A few question remain unanswered, however, like who would opt to listen to an Egyptian rapper rhyme in English when they have so many foreign, established artists providing the same? And when a regional artist chooses to rap, he voluntarily steps into comparisons with anyone from Migos to Kendrick and risks getting lost in a massive pool of talent, as the US underground scene alone can swallow our entire regional movement in terms of numbers. Timmy argues that he’s well suited to comparisons like that and can still make an impact.
Many of the rappers we speak of are concerned with preserving hip-hop in its original form, maintaining its authentic identity regardless of their nationality or mother tongue, as well as make the case that Arabic rappers can rhyme in English and still compete on a global scale. One might the argue the fact that these artists only cater to a very specific segment of rap in Egypt. This segment can grow or shrink, but the focus might not be entirely on the listener but rather on the artist, who is constantly thriving to establish him/herself while also representing the region to a global audience.

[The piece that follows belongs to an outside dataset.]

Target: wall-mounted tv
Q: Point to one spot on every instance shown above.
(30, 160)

The flip side to this approach, however, is that most of these rappers care very little for Arabic rap, its artists and its audience; some would even go as far to rejecting it entirely. This judgment is based on the wrong values in my opinion, as every scene has it’s good and bad.
“As a rapper, if you try and approach any of Egypt’s venues, it’s hard to get a performance," Timmy told us. People don’t want to go out of the norm, they want guitarists who sing cover songs or bands or DJs. Basically, any safe option. They don’t want to see change. Art is all about change. I feel like T’s 'Put It On' and YAYO shed a light on that."
He also recently founded Nomad Entertainment, a twist on the modern record label as we know it - and it also speaks of his organic approach to rapping in English in general.
“Nomad Entertainment isn’t a record label. It’s more of a perspective on the content that we feel Egypt deserves to see," Timmy continues. "We don’t sign artists, we collaborate with them, we try and help them out. Shooting music videos where we aren’t limited by certain ideologies. T just released 'The Bar', and 'Put It On' is coming out on Tuesday. 'YAYO was released last week. Novo is going to be releasing his EP soon. I have my own projects ready to be executed when I go to LA. There are no contracts between us. We’re just artists making music and creating content that we feel represents us.”
When all is said and done, it can be argued that, like so many 'disagreements' in rap, it's all about perspective. Egyptian, and Middle Eastern, artists rapping in English is just another form of expression for artists who found the need to show their talent using their given skill set - which happens to be rapping in English. Take the scene in Nigeria for instance; it’s one of the most mature scenes in Africa and most of its artists rap in English and a considerable number of them managed to break in to the US market. How can you be mad at that?